The room tilted as her head floated, barely attached to her neck. The light-headedness rocked her back until her hip struck the desk, but the sharp jab scarcely registered in her muddled brain. Reaching out for something to anchor her to the here and now, she accidentally slashed her hand through the stack of bills. They fluttered to the floor like snowflakes of doom.
“Why now?” Her father sighed. “Why after all these years?”
“Because I just found out who my real father was, and that the cash I used as seed money to make my first million came from my father’s life insurance.” Bitterness scrapped Gabe’s voice raw, revealing the unearthed resentment and pain underneath.
It couldn’t be true. There was no way. Not her dad. She held onto the belief as tight as a child’s chubby fingers wound around a balloon string. Gabe was wrong.
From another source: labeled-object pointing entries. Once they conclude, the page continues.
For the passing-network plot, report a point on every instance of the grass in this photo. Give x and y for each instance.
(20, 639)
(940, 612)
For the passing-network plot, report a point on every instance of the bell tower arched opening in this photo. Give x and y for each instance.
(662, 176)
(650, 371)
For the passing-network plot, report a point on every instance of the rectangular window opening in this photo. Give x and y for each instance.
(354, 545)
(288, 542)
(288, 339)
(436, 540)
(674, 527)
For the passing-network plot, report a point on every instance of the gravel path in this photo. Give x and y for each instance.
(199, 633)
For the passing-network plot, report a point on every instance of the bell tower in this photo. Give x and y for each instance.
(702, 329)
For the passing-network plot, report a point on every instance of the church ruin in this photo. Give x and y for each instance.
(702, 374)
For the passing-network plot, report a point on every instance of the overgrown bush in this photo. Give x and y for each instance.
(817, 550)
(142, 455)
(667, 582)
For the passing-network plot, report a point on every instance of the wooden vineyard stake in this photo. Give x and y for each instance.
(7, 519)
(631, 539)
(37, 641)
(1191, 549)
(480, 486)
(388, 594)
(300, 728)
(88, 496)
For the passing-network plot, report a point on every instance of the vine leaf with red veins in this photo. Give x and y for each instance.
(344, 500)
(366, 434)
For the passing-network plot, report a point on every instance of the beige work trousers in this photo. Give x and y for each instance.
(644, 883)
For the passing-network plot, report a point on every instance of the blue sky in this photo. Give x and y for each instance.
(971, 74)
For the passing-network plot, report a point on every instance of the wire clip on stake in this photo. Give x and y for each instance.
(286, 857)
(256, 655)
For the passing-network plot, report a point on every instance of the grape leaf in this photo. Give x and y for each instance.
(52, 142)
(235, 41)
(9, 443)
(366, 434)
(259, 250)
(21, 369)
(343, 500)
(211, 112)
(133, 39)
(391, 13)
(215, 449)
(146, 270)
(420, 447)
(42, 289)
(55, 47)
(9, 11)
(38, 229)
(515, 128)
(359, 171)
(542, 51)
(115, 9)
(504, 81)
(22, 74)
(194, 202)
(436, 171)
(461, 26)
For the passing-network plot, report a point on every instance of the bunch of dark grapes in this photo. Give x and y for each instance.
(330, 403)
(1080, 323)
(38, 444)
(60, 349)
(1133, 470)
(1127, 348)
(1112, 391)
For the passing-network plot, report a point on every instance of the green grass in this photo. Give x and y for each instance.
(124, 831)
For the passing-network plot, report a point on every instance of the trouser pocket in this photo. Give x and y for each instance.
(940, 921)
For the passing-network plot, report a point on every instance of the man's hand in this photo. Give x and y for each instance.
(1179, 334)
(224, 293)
“Son, I don’t know what you think you know, but your dad had his own way of doing things, and they weren’t always the best options.” Soft and calm, her dad acted like he was talking to an animal that had been spooked by thunder. “It’s true we were business partners before he died, but our partnership ended weeks before his accident. I couldn’t do things his way anymore. He kept coming in half tanked. Made too many risky decisions. Borrowed money from the wrong people.”
“A likely story,” Gabe said.
Her dad shook his head. “Have you talked to your mother about this?”
“I don’t need to.” Rage shook Gabe’s voice, and the vein in his temple looked ready to burst. “You drove him to his death as sure as if it was your foot on the gas pedal.”